Summarize this article and identify three takeaways in a bulleted list

Supporting content is content that may alter the response, but isn't the focus or subject of the prompt. Examples of supporting content include things like names, preferences, future date to include in the response, and so on. Providing supporting content allows the model to respond more completely, accurately, and be more likely to include the desired information.

For example, given a very long promotional email, the model is able to extract key information. If you then add supporting content to the prompt specifying something specific you're looking for, the model can provide a more useful response. In this case the email is the primary content, with the specifics of what you're interested in as the supporting content

---
<insert full email here, as primary content>
---
<the next line is the supporting content>
Topics I'm very interested in: AI, webinar dates, submission deadlines

Extract the key points from the above email, and put them in a bulleted list:

Grounding content allows the model to provide reliable answers by providing content for the model to draw answer from. Grounding content could be an essay or article that you then ask questions about, a company FAQ document, or information that is more recent than the data the model was trained on. If you need more reliable and current responses, or you need to reference unpublished or specific information, grounding content is highly recommended.

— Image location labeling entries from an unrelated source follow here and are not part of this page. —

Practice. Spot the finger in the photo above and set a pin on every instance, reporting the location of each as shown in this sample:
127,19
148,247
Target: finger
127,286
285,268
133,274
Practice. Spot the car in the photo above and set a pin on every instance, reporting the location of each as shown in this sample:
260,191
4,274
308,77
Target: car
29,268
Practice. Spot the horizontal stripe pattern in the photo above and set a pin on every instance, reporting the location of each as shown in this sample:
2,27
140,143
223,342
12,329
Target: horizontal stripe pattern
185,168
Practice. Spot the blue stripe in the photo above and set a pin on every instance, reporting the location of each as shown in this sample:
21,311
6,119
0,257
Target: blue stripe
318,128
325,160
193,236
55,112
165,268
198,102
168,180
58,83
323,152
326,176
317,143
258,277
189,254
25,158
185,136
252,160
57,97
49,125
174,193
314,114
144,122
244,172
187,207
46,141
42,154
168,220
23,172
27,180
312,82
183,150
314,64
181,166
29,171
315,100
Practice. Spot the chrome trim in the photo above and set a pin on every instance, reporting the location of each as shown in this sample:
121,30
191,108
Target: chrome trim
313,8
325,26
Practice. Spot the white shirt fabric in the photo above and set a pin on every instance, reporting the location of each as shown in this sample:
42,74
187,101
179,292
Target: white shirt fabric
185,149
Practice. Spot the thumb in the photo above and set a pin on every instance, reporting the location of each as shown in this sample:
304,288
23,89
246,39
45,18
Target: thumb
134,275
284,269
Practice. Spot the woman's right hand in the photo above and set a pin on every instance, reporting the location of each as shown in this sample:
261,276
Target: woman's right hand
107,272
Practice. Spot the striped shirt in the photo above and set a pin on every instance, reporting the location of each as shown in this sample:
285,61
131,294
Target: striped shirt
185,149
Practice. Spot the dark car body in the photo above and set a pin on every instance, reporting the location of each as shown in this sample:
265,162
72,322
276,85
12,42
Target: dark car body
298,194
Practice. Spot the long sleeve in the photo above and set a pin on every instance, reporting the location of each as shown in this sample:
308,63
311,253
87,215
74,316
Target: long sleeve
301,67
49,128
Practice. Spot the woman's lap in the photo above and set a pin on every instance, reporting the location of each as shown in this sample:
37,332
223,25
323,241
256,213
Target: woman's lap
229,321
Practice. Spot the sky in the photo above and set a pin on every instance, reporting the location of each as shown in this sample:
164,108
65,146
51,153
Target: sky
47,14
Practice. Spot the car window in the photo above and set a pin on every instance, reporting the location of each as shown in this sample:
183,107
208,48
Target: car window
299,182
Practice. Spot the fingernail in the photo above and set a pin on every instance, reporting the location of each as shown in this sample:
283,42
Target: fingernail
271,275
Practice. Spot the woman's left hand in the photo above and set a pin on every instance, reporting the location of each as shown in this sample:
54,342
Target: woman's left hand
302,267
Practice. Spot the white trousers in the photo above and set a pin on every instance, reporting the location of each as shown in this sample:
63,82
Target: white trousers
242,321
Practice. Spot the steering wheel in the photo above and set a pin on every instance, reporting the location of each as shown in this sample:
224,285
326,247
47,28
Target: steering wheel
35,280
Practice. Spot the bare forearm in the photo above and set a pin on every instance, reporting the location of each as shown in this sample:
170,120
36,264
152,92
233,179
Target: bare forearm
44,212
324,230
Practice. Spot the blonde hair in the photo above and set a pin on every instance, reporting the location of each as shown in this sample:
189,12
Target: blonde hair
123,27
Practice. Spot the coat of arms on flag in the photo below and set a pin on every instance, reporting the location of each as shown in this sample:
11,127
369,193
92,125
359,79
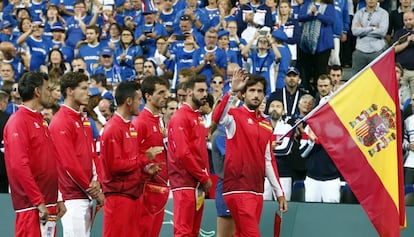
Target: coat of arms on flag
375,128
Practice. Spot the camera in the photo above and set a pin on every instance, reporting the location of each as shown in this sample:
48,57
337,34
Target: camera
180,37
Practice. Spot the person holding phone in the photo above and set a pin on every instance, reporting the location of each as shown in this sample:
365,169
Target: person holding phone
405,49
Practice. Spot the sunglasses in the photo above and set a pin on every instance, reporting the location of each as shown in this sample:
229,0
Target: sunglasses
185,18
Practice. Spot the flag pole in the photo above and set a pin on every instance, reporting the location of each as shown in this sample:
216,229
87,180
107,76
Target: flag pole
328,98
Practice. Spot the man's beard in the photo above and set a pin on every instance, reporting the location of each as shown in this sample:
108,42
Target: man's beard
274,116
197,102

Grounding content differs from primary content as it's the source of information to answer the prompt query, instead of the content being operated on for things like summarization or translation. For example, when provided an unpublished research paper on the history of AI, it can then answer questions using that grounding content.

---
<insert unpublished paper on the history of AI here, as grounding content>
---

Where and when did the field of AI start?

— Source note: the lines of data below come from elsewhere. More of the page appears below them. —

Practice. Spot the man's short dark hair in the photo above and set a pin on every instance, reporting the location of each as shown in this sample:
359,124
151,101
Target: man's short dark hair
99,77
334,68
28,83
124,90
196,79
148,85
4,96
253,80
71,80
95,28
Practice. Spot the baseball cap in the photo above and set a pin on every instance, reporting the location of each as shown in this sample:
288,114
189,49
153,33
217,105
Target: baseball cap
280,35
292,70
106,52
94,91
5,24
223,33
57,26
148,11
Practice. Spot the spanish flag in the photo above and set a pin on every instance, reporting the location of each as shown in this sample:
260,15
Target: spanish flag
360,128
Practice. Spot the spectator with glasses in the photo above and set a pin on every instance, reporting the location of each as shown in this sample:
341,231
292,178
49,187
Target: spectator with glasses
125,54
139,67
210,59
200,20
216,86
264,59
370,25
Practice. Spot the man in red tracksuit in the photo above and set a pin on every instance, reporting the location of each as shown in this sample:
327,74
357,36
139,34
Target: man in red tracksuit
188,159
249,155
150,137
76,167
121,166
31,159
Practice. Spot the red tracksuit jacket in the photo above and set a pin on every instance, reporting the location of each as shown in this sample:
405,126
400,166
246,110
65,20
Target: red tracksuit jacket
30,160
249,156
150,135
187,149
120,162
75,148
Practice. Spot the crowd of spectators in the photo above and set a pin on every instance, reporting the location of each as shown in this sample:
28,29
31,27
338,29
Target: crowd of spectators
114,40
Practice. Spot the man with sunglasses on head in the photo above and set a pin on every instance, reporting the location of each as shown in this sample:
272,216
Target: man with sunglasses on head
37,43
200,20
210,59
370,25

This grounding data allows the model to give more accurate and informed answers that may not be part of the dataset it was trained on.

Cues

Cues are leading words for the model to build upon, and often help shape the response in the right direction. They often are used with instructions, but don't always. Cues are particularly helpful if prompting the model for code generation. Current Azure OpenAI models can generate some interesting code snippets, however code generation will be covered in more depth in a future module.

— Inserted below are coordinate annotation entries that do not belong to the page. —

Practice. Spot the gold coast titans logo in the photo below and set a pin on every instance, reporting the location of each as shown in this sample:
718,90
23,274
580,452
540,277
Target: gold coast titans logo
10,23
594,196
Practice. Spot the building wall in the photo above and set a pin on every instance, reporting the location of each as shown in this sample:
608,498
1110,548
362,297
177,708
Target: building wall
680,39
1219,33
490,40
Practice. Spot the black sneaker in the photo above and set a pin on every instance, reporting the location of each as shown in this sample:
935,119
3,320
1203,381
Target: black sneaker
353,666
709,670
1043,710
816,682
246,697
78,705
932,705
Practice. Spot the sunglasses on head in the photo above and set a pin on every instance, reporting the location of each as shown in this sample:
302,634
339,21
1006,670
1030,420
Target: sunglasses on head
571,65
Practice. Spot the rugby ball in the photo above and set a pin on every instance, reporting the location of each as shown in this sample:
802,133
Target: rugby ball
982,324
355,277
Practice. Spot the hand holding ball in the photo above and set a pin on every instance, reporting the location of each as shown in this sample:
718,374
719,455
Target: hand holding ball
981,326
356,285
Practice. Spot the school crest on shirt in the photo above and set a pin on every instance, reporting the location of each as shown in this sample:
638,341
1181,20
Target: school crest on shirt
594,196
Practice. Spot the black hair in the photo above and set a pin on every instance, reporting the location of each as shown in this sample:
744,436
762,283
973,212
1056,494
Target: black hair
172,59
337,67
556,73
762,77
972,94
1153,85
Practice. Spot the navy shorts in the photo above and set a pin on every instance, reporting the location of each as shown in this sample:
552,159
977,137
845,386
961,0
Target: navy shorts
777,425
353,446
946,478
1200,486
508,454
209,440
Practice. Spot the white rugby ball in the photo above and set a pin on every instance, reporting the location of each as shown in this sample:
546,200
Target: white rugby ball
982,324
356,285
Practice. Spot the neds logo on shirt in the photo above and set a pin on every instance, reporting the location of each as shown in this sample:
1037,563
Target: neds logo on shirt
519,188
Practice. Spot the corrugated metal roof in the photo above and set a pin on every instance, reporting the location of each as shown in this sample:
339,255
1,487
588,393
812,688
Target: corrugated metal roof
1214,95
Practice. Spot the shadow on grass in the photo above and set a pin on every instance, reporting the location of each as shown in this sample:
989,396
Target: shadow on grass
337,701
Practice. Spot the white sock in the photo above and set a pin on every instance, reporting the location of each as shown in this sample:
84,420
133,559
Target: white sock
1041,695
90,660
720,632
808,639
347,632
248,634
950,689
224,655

For example, if you're wanting help creating a SQL query, provide instructions of what you need along with the beginning of the query:code

Write a join query to get customer names with purchases in the past 30 days between tables named orders and customer on customer ID. 

SELECT

The model response picks up where the prompt left off, continuing in SQL, even though we never asked for a specific language.

Conversation history

Along with the system message, other messages can be provided to the model to enhance the conversation. Conversation history enables the model to continue responding in a similar way (such as tone or formatting) and allow the user to reference previous content in subsequent queries. This history can be provided in two ways: from an actual chat history, or from a user defined example conversation.

System message

The system message is included at the beginning of a prompt and is designed to give the model instructions, perspective to answer from, or other information helpful to guide the model's response. This system message might include tone or personality, topics that shouldn't be included, or specifics (like formatting) of how to answer.

For example, you could give it some of the following system messages:

  • "I want you to act like a command line terminal. Respond to commands exactly as cmd.exe would, in one unique code block, and nothing else."
  • "I want you to be a translator, from English to Spanish. Don't respond to anything I say or ask, only translate between those two languages and reply with the translated text."
  • "Act as a motivational speaker, freely giving out encouraging advice about goals and challenges. You should include lots of positive affirmations and suggested activities for reaching the user's end goal."